Historicamente, a hospitalidade e a diversidade da formação cultural do Brasil atraem muitos imigrantes. Convivemos harmonicamente com diversos povos de diferentes origens e, por ser um país mais aberto e multicultural, mesmo quando um refugiado vem de um grupo social diferente, sua integração em geral ocorre muito facilmente. Em geral, nosso povo tem uma atitude mais de acolhimento do que de hostilidade e, por isso, somos considerados “exemplares” no tratamento aos refugiados.
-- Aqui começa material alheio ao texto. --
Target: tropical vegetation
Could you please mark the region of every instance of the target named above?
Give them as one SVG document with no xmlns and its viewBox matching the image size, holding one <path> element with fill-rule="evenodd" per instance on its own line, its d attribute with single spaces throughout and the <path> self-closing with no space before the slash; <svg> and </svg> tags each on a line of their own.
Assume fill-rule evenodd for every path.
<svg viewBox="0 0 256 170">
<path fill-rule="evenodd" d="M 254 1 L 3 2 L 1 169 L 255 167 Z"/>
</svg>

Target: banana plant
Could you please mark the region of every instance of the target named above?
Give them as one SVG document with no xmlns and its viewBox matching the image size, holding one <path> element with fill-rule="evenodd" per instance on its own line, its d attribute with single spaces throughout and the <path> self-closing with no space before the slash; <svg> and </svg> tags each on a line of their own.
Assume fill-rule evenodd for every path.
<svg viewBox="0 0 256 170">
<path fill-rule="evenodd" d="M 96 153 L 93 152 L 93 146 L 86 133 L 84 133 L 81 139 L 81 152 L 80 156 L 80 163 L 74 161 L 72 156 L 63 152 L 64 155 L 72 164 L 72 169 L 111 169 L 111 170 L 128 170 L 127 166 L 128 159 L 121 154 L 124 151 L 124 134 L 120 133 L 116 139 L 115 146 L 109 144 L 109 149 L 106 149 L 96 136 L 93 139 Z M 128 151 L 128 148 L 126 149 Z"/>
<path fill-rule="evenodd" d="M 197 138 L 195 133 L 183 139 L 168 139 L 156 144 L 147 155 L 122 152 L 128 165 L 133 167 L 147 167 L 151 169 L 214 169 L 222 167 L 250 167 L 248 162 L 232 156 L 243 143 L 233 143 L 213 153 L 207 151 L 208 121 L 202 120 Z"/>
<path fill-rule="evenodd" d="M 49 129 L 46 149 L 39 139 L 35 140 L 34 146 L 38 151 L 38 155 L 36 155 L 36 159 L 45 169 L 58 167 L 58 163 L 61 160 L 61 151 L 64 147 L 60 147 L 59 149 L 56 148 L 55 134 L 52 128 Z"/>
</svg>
Passaporte Julianna Balogh
Passaporte Julianna Balogh - Austria-Itália com destino ao Chile
Casamento de Viktor e Julianna
Viktor e Julianna já morando em São Paulo

A imigração no Brasil iniciou no século XIX e continua até hoje, predominantemente na região sul e sudeste do país. Os imigrantes trouxeram diversos aspectos da cultura de seus países de origem, contribuindo de forma significativa na arquitetura, na língua, na culinária, nas festas regionais e folclóricas. Em São Paulo, por exemplo, formaram grandes comunidades – como os bairros Bexiga e Mooca (italianos), Liberdade (japoneses), Alto da Boa Vista (alemães) -, influenciando nossa alimentação. Os imigrantes italianos foram os responsáveis por trazer a pizza e a sopa; os alemães trouxeram a cerveja, as carnes salgadas e defumadas, a batatinha, as linguiças e salsichas; os portugueses chegaram com o pão; os japoneses nos influenciaram a comer verduras, legumes e peixes.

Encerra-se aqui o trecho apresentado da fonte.